Tredici canzoni urgenti non è un disco strettamente ideologico, ma certo Capossela prende posizione attraverso la ragione e il sentimento, laddove enuncia un’idea di sopraffazione e abuso tra i sessi (La cattiva educazione, con Margherita Vicario), le carceri come buco nero della coscienza comune (Minorità), le contraddizioni di chi, inerte, osserva «con sguardo bovino» le paure e le guerre (Sul divano occidentale, con tre storiche conoscenze della nostra musica, Raiz, Bunna, Sir Oliver Skardy), la bulimia su cui si fonda il sistema economico (All you can eat, con Marc Ribot alla chitarra). C’è rabbia e sgomento nella postura di queste composizioni – nate tutte nell’arco di pochi mesi, all’inizio 2022 -, che Vinicio cavalca senza sbraitare o grugnire nel microfono, attento piuttosto a scandire le liriche e rendere quel tessuto di immagini ben permeabile, tangibile. Sì, perché nell’album troviamo tantissimo testo, che Vinicio comprime nei diversi brani per poi liberarli come scie chimiche distanti anni luce dalla concezione classica della musica italiana.
Dove altro scovare la delicatezza e l’arguzia che animano pagine quali Staffette in biciclette, in cui scorrono i nomi di tante partigiane emiliane (“Dispacci nascosti nei bigodini”), Ariosto governatore, ambientata “tra monti e lupi”, o Gloria all’archibugio, marcia che rievoca l’Orlando furioso? Tutti temi, tentazioni, accelerazioni che potevano mandare il motore di Vinicio fuori giri, o annegarlo nella retorica, e invece si snodano grazie a viluppi sonori arditi e a un’interpretazione sempre abbracciata, con affettuosa ironia, a quella sinfonia di parole. In passato, nei trentadue anni di carriera, Capossela ha abituato a panorami stranianti, tra bestiari, creature marine, esseri fantastici, mentre qui decide di occuparsi molto più dei suoi simili, evitando di adagiarsi su un prato ben pettinato e confortevole. Il rischio di un autocompiacimento multitasking con cui ubriacarsi sembra così sventato dalla capacità di alternare il dato elegiaco, con lo scossone emotivo o il piacere di Cha cha chaf della pozzanghera, brano nonsense, ma fino a un certo punto, fino a una chiusura, Con i tasti che ci abbiamo, dove si segnala che, all’occorrenza “Solo quelli suoneremo/una melodia sdentata”.

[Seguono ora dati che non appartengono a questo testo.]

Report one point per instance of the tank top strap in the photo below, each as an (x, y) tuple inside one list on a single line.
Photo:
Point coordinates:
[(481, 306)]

Tra le moltitudini di una carriera sempre adulta e coerente, Capossela ha saputo disinnescare la tendenza ai luoghi comuni, al punto che nel multicolore pastiche della sua urgenza odierna trapela anche un colto aggancio ispirato all’universo musicale dell’autore ungherese Mihály Víg, apprezzato in molte colonne sonore di un regista di culto, Béla Tarr. Il tutto a sovrastare una varietà inquieta fors’anche eccessiva, che però denota la legittimità di esporsi e raccontare, in una forma di resistenza all’omologazione alle placide rime delle canzonette: a cui qui, fortunatamente, Vinicio non concede asilo.